Barrier dysfunction: Endoplasmic reticulum stress-mediated injury
As observed in preclinical models, EGFR-TKIs promote endoplasmic reticulum stress. Erlotinib can cause barrier dysfunction in small-intestinal epithelial cells by increasing their permeability and diminishing E-cadherin expression. It also induced endoplasmic reticulum stress in a concentration-dependent manner. In parallel, gefitinib and icotinib arrested the cell cycle at the G0/G1 phase by increasing cyclin D1 and p27 in the same intestinal cells. They trigger the endoplasmic reticulum stress response by activating the protein kinase R-like ER kinase pathway. These findings suggest that endoplasmic reticulum stress-mediated injury may contribute to TKI-induced diarrhea.18,26
Dysfunction of efflux transporters
Most EGFR-TKIs show an affinity for ATP-binding cassette, subfamily B (ABCB) efflux transporters, which, if abnormal, could lead to dysregulation of the cellular availability of these drugs. In turn, there can be greater accumulation in the intestine, leading to gastrointestinal toxicity.
27
Polymorphisms in efflux transporters might affect their clearance, which might cause excessively high plasma concentrations and a potential increase in adverse events.
28
Inflammation and gut microbiota
In this context, inflammation and gut microbiota may also play a role in the development of diarrhea. Given its role as a mediator of intestinal inflammation, the gut microbiome may play a key role. The microbiome has been proposed to mediate inflammatory responses through the innate immune system. 13
Recently, it has been recognized that pathway alterations can be associated with the remodeling effects of TKIs, including compositional shifts of the gut microbiota. Microbial metabolites promote alterations in host physiology. Erlotinib, sorafenib, sunitinib, and anlotinib influence microbiota-related pathways, including altered metabolites, such as bile acids, indoles (e.g. hydroxyindoleacetic acid, indole, indoleacrylic acid, serotonin, and indolelactic acid), and polyamines (e.g. spermidine). These metabolite alterations may increase susceptibility to adverse effects of TKIs, such as diarrhea. 14 Dysbiosis of the gut microbiome can alter the levels of metabolites such as butyrate, which can induce regulatory T cells that maintain immune tolerance. 17 However, changes promoted by the gut microbiota associated with TKI’s continue to be exploratory.

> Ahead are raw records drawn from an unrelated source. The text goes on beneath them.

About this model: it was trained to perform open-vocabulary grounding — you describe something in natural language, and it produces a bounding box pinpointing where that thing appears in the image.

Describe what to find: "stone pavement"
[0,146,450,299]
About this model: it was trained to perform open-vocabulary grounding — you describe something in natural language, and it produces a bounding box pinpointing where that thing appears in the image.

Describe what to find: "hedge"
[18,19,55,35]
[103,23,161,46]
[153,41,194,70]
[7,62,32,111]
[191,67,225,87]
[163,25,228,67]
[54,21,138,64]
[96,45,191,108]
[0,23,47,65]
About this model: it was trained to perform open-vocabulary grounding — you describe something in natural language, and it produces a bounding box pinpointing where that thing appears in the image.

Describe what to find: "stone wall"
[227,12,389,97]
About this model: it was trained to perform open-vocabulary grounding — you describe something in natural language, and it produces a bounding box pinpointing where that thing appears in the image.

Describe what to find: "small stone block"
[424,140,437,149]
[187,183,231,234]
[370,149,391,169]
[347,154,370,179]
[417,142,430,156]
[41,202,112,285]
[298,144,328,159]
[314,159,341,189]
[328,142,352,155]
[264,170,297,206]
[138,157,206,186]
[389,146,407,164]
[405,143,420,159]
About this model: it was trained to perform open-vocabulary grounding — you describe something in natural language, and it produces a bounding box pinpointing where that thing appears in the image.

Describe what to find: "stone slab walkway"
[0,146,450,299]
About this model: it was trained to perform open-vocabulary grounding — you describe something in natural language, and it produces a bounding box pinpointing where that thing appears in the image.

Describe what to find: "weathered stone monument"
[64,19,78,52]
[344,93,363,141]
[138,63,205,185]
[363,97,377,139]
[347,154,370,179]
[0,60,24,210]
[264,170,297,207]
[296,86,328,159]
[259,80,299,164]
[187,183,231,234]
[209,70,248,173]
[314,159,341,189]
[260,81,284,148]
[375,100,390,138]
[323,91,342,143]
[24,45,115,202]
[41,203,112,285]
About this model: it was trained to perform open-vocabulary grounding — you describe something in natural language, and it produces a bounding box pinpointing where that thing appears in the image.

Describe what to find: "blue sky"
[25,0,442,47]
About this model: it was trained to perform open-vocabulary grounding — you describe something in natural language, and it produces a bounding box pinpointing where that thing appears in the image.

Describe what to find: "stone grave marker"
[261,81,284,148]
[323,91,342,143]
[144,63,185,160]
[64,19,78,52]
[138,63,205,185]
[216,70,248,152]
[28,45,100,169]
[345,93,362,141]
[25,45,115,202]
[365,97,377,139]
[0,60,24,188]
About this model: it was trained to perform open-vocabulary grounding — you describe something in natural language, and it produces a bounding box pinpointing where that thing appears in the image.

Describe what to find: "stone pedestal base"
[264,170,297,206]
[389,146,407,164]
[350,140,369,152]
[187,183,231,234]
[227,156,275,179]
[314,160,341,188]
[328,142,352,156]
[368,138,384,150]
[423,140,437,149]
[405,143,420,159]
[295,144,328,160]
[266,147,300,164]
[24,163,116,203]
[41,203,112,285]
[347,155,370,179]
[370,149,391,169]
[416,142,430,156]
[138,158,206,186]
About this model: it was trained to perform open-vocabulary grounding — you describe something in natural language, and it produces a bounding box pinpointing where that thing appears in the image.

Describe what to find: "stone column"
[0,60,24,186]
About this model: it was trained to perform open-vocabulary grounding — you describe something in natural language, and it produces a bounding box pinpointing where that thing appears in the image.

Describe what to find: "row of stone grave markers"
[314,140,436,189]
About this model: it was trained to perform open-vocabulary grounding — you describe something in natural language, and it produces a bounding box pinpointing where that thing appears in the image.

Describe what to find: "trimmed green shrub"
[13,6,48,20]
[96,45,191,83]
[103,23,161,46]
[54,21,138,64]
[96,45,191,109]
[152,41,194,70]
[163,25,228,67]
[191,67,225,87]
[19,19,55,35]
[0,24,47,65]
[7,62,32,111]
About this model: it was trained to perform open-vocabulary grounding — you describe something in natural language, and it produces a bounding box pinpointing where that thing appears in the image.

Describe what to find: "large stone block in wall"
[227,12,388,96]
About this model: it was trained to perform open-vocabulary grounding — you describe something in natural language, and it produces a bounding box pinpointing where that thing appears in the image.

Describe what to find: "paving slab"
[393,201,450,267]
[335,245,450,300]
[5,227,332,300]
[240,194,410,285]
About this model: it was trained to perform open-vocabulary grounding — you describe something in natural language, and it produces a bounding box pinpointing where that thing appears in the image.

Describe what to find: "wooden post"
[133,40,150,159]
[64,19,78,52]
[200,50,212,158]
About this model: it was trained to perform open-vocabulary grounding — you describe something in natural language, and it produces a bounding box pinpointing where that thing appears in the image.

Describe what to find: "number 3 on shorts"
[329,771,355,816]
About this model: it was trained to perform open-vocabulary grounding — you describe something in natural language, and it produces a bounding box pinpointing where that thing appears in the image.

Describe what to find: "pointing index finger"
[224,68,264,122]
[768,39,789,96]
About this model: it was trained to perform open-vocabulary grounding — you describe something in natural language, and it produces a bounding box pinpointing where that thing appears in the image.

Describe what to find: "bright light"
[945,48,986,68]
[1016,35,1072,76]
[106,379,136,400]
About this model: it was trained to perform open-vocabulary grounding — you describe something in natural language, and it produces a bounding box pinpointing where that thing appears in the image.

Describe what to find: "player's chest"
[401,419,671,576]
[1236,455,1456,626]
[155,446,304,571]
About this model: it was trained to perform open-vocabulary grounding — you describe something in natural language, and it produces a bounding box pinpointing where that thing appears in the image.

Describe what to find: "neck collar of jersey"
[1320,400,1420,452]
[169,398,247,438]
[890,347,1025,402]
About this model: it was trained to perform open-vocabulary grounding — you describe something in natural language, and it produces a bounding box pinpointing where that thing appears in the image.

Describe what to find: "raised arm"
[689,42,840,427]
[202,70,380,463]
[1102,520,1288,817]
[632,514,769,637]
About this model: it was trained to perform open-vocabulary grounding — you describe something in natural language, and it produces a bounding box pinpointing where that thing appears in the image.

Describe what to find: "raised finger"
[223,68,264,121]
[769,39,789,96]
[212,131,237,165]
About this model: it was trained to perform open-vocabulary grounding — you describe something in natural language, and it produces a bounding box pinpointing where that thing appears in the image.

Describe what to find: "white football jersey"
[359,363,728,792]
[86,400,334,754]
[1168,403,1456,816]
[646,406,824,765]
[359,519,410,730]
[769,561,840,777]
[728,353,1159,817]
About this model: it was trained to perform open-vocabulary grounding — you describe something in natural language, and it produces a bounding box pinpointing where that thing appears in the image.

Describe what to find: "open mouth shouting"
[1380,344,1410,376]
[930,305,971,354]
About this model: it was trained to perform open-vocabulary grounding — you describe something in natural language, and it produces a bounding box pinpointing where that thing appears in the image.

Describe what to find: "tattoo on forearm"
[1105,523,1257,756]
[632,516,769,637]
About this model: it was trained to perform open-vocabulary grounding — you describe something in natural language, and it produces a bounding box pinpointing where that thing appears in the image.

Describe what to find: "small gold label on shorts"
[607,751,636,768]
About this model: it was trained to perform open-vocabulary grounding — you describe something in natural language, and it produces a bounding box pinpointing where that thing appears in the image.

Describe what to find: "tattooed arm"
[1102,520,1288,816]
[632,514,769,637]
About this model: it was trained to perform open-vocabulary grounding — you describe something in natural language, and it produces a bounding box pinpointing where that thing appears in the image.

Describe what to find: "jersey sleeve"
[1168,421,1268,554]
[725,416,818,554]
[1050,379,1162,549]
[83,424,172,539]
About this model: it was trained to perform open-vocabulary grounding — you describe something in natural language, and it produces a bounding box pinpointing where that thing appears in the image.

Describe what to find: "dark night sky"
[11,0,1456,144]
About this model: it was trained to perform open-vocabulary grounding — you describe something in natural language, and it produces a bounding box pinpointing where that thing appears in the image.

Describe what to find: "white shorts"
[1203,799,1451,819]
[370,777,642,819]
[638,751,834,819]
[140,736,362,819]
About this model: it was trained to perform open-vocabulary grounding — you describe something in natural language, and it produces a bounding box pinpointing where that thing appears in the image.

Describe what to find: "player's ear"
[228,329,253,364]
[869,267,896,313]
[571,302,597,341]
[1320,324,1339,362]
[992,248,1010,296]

Risk factors associated with diarrhea induced by EGFR-TKIs
Retrospective studies have identified particular characteristics that make patients more susceptible to severe diarrhea, especially with afatinib. These include low weight (<50 kg), low body surface area, low body mass index (BMI), low hemoglobin, female sex, malnourishment, decreased performance status, and baseline kidney impairment. 29 The product information for afatinib also suggests that female sex, low body weight, and kidney failure are associated with a higher exposure to afatinib, which may lead to higher toxicity. 30 Other factors, such as genetic landscape, antibiotic history, nutritional status, comorbidities, and concurrent therapies, should be considered as risk factors for the development of diarrhea as well. (Figure 2).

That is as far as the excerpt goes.